OK, first, Rick Lord, President of Associated Industries of MA, is undeniably one of the nicest guys in Massachusetts public policy. A business leader with a brain and heart. A good guy. So it makes sense for WBUR’s new blog to post him first. Unfortunately, as of about 9pm tonight, the reply function on their new site isn’t working — so we have to set some important factual matters straight right here instead of their site. Rick writes about the progress of health reform implementation. Fine until he gets to the money quote, about “minimum creditable coverage” and prescription drugs, right here:
Setting this standard too high will result in products that are simply not affordable for individuals at the lower end of the income spectrum. For example, requiring insurance products to cover prescription drugs will force 200,000 individuals who currently purchase health insurance to buy more expensive coverage than they already have. We do not believe this was the intent of the reform law that promised to offer individuals more choice and flexibility on selecting insurance products.
Two comments on the “intent of the reform law:”
1. At the ACT Coalition’s Monday press briefing on MCC, Rep. Patricia Walrath, House Chair of the Legislature’s Health Care Financing Committee and Chair of the Health Reform Conference Committee, stated with no margin for confusion her legislative intent that prescription drug coverage would be part of the MCC standard. Sen. Richard Moore, Walrath’s Senate counterpart, sent a written statement making the same conclusion.
2. How about Mitt Romney?

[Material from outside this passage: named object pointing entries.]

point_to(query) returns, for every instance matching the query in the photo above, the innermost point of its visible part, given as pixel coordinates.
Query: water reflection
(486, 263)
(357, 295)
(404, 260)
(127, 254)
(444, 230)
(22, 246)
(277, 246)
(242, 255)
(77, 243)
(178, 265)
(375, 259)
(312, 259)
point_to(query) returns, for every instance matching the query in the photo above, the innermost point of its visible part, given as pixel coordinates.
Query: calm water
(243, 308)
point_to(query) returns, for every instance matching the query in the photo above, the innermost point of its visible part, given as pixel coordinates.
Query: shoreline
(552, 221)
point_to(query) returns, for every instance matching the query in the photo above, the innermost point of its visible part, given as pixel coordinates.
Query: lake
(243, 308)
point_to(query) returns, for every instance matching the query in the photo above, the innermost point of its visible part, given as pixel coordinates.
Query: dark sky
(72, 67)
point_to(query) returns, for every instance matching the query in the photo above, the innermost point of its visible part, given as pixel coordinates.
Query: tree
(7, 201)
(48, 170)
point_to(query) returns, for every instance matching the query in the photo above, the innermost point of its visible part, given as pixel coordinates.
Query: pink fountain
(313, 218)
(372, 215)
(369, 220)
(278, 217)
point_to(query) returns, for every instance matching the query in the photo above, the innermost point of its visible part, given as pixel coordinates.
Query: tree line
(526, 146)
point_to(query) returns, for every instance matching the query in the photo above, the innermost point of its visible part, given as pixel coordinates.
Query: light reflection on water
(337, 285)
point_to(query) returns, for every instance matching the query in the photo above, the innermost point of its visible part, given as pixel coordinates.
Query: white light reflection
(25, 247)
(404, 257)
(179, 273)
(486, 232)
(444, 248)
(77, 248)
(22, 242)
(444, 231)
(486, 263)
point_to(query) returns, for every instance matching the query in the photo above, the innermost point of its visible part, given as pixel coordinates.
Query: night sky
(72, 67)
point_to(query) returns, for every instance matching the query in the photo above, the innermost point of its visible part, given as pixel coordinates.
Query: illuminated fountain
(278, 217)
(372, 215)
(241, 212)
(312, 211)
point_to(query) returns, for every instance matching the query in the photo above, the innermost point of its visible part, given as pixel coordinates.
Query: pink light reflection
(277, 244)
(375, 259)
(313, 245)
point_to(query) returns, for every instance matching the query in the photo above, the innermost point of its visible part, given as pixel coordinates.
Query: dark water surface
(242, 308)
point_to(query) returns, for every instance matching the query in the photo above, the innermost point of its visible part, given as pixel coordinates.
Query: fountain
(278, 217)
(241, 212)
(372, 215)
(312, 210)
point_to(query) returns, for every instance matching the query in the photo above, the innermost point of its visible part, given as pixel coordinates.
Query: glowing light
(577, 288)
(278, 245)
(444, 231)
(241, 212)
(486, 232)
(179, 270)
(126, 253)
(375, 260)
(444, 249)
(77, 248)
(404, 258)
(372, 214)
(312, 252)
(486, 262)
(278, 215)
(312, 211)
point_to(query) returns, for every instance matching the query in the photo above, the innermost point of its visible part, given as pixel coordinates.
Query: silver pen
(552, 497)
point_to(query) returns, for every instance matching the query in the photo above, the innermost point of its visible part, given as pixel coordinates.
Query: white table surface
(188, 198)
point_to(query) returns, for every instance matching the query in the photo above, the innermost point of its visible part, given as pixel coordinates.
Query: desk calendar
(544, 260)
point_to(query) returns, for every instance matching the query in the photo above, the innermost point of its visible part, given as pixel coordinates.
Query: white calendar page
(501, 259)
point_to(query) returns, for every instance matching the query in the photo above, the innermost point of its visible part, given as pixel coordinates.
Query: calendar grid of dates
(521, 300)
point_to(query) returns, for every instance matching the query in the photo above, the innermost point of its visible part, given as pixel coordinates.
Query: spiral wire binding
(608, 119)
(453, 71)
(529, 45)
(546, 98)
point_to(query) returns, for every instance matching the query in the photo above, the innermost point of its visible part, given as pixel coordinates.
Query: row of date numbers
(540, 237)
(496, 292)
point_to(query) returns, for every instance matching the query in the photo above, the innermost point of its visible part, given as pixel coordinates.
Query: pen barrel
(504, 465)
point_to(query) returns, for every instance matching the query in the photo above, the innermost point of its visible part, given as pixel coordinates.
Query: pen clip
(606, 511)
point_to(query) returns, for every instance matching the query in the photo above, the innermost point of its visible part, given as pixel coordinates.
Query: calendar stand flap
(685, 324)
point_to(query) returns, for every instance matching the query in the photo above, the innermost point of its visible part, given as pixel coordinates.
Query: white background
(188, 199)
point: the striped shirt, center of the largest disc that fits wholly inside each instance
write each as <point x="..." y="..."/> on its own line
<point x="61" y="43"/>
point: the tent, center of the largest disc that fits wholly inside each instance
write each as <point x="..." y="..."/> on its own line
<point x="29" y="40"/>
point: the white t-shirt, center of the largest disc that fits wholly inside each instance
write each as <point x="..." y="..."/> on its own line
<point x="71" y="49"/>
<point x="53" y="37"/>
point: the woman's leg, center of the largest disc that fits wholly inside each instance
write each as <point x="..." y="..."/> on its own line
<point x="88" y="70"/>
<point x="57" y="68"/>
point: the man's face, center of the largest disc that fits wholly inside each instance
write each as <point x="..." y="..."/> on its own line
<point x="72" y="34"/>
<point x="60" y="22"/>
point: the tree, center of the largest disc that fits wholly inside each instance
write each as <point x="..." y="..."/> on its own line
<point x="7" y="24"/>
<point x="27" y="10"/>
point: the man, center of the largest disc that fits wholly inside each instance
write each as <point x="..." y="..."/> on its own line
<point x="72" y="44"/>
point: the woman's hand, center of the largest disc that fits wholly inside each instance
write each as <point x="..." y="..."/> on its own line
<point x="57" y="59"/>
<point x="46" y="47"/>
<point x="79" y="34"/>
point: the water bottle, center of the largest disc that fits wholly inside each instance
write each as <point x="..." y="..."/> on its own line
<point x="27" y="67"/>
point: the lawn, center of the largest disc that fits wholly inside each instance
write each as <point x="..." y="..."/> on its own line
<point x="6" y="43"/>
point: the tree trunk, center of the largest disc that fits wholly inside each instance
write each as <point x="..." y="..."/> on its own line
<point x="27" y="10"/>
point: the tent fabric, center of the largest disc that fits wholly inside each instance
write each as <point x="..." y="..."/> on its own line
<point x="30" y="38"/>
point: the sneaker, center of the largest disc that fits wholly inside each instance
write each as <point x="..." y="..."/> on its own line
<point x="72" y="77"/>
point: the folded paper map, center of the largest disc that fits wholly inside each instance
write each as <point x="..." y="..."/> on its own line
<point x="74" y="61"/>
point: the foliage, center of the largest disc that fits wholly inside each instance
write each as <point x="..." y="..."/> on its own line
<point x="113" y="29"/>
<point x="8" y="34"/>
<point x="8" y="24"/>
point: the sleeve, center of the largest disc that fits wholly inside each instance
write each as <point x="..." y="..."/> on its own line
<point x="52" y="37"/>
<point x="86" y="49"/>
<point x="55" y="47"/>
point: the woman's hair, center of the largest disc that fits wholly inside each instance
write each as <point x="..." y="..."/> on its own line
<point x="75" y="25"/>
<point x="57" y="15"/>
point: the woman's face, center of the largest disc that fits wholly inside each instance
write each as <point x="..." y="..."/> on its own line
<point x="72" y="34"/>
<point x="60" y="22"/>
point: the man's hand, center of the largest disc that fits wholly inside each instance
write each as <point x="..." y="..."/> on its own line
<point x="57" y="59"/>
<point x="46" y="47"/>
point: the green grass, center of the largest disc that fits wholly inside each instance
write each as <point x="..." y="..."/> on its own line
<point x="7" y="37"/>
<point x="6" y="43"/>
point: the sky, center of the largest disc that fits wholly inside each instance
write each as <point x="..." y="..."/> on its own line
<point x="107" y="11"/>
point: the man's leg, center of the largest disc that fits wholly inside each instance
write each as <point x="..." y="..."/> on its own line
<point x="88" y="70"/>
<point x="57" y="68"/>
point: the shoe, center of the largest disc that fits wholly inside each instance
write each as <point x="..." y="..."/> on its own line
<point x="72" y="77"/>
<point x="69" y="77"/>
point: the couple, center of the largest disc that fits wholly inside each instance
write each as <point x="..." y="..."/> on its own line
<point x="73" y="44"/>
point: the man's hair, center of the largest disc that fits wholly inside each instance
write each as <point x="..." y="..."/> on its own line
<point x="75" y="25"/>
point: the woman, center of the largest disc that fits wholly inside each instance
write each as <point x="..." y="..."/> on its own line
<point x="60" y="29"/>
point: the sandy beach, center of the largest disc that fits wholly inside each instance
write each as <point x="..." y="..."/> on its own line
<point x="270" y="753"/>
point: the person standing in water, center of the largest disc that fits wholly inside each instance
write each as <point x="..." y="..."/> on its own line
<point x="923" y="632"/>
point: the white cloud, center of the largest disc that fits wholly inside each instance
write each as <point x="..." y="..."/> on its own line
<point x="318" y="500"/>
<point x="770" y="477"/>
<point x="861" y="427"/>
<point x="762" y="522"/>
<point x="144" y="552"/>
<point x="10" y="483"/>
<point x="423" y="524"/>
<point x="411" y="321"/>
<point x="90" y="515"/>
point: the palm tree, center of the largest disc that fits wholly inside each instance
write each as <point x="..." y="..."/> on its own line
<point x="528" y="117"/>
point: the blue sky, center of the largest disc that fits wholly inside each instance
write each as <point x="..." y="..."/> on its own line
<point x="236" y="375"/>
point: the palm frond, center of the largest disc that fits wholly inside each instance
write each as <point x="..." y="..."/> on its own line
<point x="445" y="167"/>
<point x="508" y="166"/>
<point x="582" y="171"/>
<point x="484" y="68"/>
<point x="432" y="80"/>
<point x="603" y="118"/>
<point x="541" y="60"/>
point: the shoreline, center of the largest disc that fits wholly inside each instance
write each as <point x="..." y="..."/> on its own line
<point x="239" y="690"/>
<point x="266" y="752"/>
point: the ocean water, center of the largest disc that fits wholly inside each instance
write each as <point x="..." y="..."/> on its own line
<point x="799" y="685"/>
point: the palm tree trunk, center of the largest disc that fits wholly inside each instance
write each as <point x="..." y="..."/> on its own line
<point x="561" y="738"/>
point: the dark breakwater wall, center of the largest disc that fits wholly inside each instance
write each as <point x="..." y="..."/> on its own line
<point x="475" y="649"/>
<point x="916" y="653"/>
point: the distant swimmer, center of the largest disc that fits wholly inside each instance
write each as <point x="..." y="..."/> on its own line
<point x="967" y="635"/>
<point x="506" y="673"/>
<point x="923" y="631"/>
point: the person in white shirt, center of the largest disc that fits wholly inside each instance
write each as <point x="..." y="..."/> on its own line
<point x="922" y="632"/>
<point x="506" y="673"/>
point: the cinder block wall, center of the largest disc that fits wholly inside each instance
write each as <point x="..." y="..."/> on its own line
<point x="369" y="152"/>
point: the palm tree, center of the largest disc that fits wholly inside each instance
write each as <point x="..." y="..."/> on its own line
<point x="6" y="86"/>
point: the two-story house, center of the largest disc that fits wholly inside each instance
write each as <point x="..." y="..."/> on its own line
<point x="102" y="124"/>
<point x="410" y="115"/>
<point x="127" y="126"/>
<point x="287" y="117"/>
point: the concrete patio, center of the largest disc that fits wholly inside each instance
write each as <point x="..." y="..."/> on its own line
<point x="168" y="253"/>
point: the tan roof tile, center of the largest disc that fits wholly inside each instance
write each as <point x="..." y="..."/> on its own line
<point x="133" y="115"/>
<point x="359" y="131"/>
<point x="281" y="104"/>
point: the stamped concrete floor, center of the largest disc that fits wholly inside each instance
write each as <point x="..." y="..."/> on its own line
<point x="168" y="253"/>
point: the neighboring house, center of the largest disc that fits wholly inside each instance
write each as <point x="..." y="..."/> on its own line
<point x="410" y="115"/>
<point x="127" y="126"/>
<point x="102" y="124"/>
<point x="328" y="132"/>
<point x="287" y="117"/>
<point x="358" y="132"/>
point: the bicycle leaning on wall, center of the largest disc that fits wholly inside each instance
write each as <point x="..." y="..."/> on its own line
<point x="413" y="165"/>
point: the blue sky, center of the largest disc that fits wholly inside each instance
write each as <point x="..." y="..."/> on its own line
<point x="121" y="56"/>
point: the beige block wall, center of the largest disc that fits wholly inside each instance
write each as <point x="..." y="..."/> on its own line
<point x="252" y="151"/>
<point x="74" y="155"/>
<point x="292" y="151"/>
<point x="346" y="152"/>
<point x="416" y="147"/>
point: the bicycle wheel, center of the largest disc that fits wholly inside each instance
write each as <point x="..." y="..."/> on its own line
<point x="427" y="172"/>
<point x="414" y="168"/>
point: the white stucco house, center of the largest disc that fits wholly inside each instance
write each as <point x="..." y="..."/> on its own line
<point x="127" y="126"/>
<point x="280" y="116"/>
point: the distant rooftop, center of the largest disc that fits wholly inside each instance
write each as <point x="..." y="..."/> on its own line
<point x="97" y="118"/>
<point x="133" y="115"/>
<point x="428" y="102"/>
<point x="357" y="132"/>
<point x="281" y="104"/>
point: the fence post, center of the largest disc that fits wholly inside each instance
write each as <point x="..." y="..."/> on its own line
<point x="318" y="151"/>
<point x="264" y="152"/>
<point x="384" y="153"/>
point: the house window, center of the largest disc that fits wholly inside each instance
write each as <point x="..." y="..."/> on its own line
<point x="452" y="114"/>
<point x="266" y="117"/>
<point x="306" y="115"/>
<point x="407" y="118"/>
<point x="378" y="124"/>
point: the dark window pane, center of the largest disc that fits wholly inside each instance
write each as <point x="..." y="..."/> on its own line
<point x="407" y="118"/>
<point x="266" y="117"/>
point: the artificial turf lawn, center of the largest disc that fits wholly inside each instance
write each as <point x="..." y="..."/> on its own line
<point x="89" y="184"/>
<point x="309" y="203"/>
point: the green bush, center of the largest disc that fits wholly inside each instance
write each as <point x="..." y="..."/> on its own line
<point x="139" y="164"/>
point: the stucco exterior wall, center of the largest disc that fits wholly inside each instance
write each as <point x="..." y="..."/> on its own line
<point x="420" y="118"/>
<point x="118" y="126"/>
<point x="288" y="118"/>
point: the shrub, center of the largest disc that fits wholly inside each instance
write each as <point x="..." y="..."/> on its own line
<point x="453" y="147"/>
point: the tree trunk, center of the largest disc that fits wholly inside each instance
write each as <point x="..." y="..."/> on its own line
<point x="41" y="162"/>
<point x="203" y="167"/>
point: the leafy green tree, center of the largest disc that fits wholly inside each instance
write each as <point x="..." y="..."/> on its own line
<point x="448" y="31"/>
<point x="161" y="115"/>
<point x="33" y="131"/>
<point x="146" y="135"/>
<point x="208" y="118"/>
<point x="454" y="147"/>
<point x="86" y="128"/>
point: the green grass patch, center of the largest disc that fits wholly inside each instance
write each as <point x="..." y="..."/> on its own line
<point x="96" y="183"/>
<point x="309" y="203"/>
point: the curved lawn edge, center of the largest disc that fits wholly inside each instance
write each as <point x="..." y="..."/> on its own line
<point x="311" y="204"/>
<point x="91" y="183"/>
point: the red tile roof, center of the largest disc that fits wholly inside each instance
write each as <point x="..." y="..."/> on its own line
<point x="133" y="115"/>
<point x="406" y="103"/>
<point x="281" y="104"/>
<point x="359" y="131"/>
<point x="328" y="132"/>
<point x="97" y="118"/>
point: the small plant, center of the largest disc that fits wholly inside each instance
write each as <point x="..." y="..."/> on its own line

What was his “intent?” Click here for Gov. Mitt Romney’s powerpoint presentation of April 6 2005, slide four.
“What is a Commonwealth Care Affordable Insurance Product?” is the headline.
First bullet: “This is not a ‘bare-bones’ product. Policy must include:”
Sixth item: “Prescription drug benefits“
Important Note: In April 2005, Romney referred to coverage for the under-300% population as “Safety Net Care,” and non-subsidized coverage for the over-300% fpl population as “Commonwealth Care.”
Intent? Unless Rick has some evidence to put on the table, it’s case closed.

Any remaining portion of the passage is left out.